Dear Debbie: We have been debating fireplace types for our home renovation. We have always had a log-burning fireplace but think maybe it’s time to switch to lower-maintenance gas.
Will we regret this decision? Our style is traditional, with some Victorian furniture pieces.
Generally, what we love about a log-burning fireplace is the smoky smell of the burning wood and the crackle and pop of the fire.
They do present challenges in terms of maintenance — buying or cutting the logs, stacking and building the fire, tending to the flames and protection from random flying sparks.
Switching to gas means that you simply flip a switch and presto — you’ve got flames. That welcoming warmth comes with wood and gas, most providing options for heat control and output. It’s up to you to decide which source of heat best suits your living conditions.
Designers of gas fireplaces are continually striving to build products that are both energy-efficient and stylish.
There are the slim-line models that fit seamlessly into a contemporary setting. Some are multi-sided and see-through to provide views from two rooms.
Standard and large-format models are available with a choice of components. The Windsor Arch from Valor’s Portrait Series, shown here, is a classic example of old-fashioned charm that would enhance your room’s style.
Fireplace fronts vary from clean line to traditional. The fire bed can be coals, driftwood, logs or rocks, and the liners come in fluted black, red brick and reflective glass.
Dear Debbie: I am always on the lookout for ways to freshen up my family-room fireplace. It’s a central feature and we stare at it when the fire is glowing. I’d like some ideas on how to treat the mantel.
Even when the fire is not lit, a fireplace usually takes centre stage in any room. Mantels come in different materials and sizes, but each begs to be decorated. It comes down to personal choice whether you take a minimal approach or create a display.
Pick a theme, which can be seasonal, and choose materials and colours that produce the mood. Winter whites, blues and greys combine for a quiet feel.

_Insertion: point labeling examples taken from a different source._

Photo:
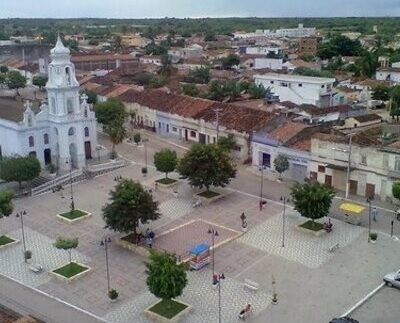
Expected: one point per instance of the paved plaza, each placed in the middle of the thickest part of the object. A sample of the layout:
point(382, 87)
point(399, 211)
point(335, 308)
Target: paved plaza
point(306, 273)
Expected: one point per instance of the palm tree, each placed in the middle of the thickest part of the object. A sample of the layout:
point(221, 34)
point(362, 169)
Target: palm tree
point(117, 133)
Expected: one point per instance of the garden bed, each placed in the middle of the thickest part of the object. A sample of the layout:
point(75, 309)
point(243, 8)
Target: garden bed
point(6, 241)
point(71, 271)
point(168, 311)
point(315, 228)
point(74, 216)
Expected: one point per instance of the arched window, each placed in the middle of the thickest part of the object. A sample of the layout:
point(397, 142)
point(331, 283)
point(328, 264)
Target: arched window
point(31, 141)
point(70, 106)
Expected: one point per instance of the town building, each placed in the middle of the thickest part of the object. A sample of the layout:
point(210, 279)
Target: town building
point(57, 132)
point(299, 89)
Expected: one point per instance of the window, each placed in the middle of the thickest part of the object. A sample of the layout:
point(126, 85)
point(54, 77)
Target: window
point(363, 159)
point(31, 141)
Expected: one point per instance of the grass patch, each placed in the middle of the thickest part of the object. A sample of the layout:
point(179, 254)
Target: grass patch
point(168, 308)
point(166, 181)
point(5, 240)
point(70, 270)
point(314, 226)
point(208, 194)
point(72, 215)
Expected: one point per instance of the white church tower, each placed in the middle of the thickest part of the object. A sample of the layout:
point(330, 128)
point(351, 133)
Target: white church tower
point(72, 124)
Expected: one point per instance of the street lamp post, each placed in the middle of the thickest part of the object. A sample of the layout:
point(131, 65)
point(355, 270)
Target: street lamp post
point(285, 200)
point(214, 233)
point(70, 184)
point(105, 243)
point(369, 201)
point(21, 216)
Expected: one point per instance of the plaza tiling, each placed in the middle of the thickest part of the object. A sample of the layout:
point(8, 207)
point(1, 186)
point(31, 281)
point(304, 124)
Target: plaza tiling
point(180, 223)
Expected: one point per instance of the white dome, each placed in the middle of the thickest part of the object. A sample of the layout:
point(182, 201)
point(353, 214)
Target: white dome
point(60, 49)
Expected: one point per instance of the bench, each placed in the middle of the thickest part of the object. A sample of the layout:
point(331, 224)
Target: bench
point(36, 268)
point(334, 248)
point(249, 284)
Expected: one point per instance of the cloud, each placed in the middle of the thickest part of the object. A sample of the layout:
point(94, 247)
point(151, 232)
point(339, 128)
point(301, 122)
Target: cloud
point(195, 8)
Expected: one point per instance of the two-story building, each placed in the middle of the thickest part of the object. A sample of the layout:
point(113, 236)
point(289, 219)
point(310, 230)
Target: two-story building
point(373, 166)
point(299, 89)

Use an edited list of vases, candlesticks, books, a lantern, snowball flowers and winter greens to fill the space. Add some silvery metal for sparkle. Don’t overcrowd.
Another wintery option is to play with mirrors and glass, then introduce one or two hand-hewn wooden accessories that will warm up the arrangement.
Or feature seasonal photos that show family and friends enjoying a game of hockey, a favourite ski hill or a walk in the snowy woods. Frame the pictures in black and white, always a stunning combination. Wrought-iron candlesticks and a black-framed mirror complete the look.
When it’s time for spring, you can simply create another vignette. Change up the colours and add a small bouquet of fresh flowers.
Play with contrasting materials, metal with wood, ceramics with glass. Vary the height of your display items, but don’t get top heavy. A tall vase of branches at one end of the mantel can be balanced by a large mirror on the wall above the mantel beside the arrangement. Your eye will tell you when you’ve got it right.
Enjoy your winter fireplace.
Written by Debbie Travis and Barbara Dingle. Please email decorating questions to email@example.com. Follow Debbie at instagram.com/debbie_travis, facebook.com/thedebbietravis, debbietravis.com.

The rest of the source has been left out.